Segond fracture
Description
Segond fracture: Avulsion fracture (small) of the lateral surface of the lateral tibial condyle. Usually results from excessive internal rotation and varus stress resulting in increased tension on the lateral capsular ligament of the knee joint. Frequently (75-100% of cases) associated with disruption of the anterior cruciate ligament (ACL).
In the majority of cases a segond avulsion fracture is associated with detachment of the capsular portion of the lateral collateral ligament and tears of the anterior cruciate ligament. Additional injury to menisci and other supporting ligaments.
Anterior cruciate ligament injury is most commonly associated with valgus stress, however, the Segond fracture usually occurs as a result of internal rotation and varus stress. Most commonly associated with sporting injuries especially soccer, skiing, basketball and baseball.
Clinical implication of the Segond fracture
- Segond fracture associated with increased probability of other soft tissue such as ACL rupture; posterolateral horn injury; MCL rupture; or meniscal injury
- Segond fracture present in 3–7% of all ACL ruptures, although there is an ACL injury present in 75–100% of the Segond fractures.
Imaging
X-Ray: The classical appearance of a Segond fracture is that of an elliptic or curvilinear bone fragment parallel to the lateral aspect of the tibial plateau. Best seen on the anteroposterior view of the knee.
MRI: Segond fractures are often associated with internal knee injuries and MRI is essential. Associated injuries include:
- ACL tear: most common associated injury; occurring in 75-100% of cases
- Medial or lateral meniscal tear; 66-75% of cases; posterior horn most commonly affected.

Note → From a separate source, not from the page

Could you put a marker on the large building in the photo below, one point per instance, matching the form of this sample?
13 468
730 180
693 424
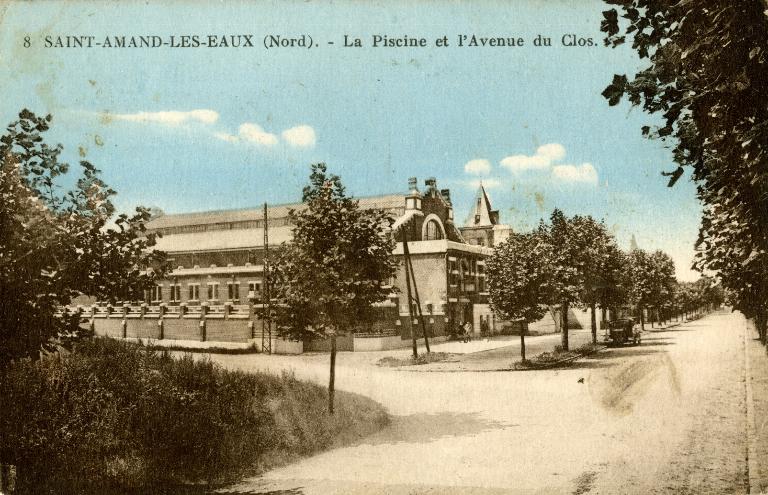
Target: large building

- Long head of biceps femoris avulsion
- Fibular collateral ligament avulsion


History of the Segond fracture
1845 – Amédée Bonnet published the first cadaveric studies for the mechanism of knee ligament injuries. Bonnet concluded (Traité des maladies des articulations: 1845; II: 188) that following forced movements of extension and laterality:
- On well-formed individuals, these forced movements never cause fractures of the bones, but tearing of the ligaments, muscular ruptures
- No permanent dislocation occurs, if the two portions of the lower limb are mobile, and thus contribute to the production of forced movement
- On subjects of advanced age, on children and on adults of poor constitution, the fracture of the articular extremities is the almost inevitable consequence of these kinds of violence.
- These fractures, which can simulate dislocations, are difficult to heal due to the meshing of the surfaces and the crushing of the bones.
1879 – Paul Segond acknowledged and repeated the work of Bonnet.
Repeating the experiments of Bonnet, we were determined to produce anatomic lesions of a knee sprain, and to then, by performing meticulous dissection, look for a tear or any lesion that would be sufficient in its extent, nature and location to produce bleeding inside the joint.
He demonstrated (in 17 of 38 experiments with cadavers) that internal rotation of the tibia with the knee in flexion results in tension on the lateral joint capsule of the knee at its midpoint where a pearly, fibrous, resistant band of tissue (the lateral capsular ligament (LCL)), produces an avulsion fracture of the lateral tibia.
The lateral ligaments do not “always remove their point of insertion to the femur” as Bonnet says. Its assertion is true only for the internal lateral ligament, the lower insertion point of which indeed remains always intact; but the inferior insertion of the external lateral ligament may very well give way. We observed it in one case.
Segond 1879
Segond described the small bony avulsion on the lateral tibial plateau and commented that:
It is never Gerdy’s tubercle that gives way, but the portion of bone immediately behind it…the lesion is pathognomonic of torsion of the knee in internal rotation and slight flexion of the lower leg and is associated with rupture of the anterior cruciate ligament
Segond went on to describe signs and symptoms of anterior cruciate rupture:
…strong articular pain, frequent accompanying pop, rapid joint effusion and abnormal anterior-posterior movement of the knee on clinical examinations
1936 – Henry Milch first reported this fracture on radiographs of acutely injured knees in three patients.
This avulsion is caused by tension on the iiotibial band at its insertion into the area behind Gerdy’s tubercle. It is usually acquired by injury, with the knee in the partly flexed position, but it may also be produced with the knee in the fully flexed position, if the heel is held medially to the axis of the femur during the internal rotation of the leg
In reviewing the literature, the author could find no clinical information on this interesting lesion. By accident, a reference to the experimental work of Segond was noted. Though no clinical cases are cited in this work, it appears that, in studying the effects of rotation, Segond accurately described the pathology of the type of cortical avulsion fracture which has been mentioned.
Milch 1936
Associated Persons
- Pierre Nicolas Gerdy (1797-1856) [Gerdy tubercle]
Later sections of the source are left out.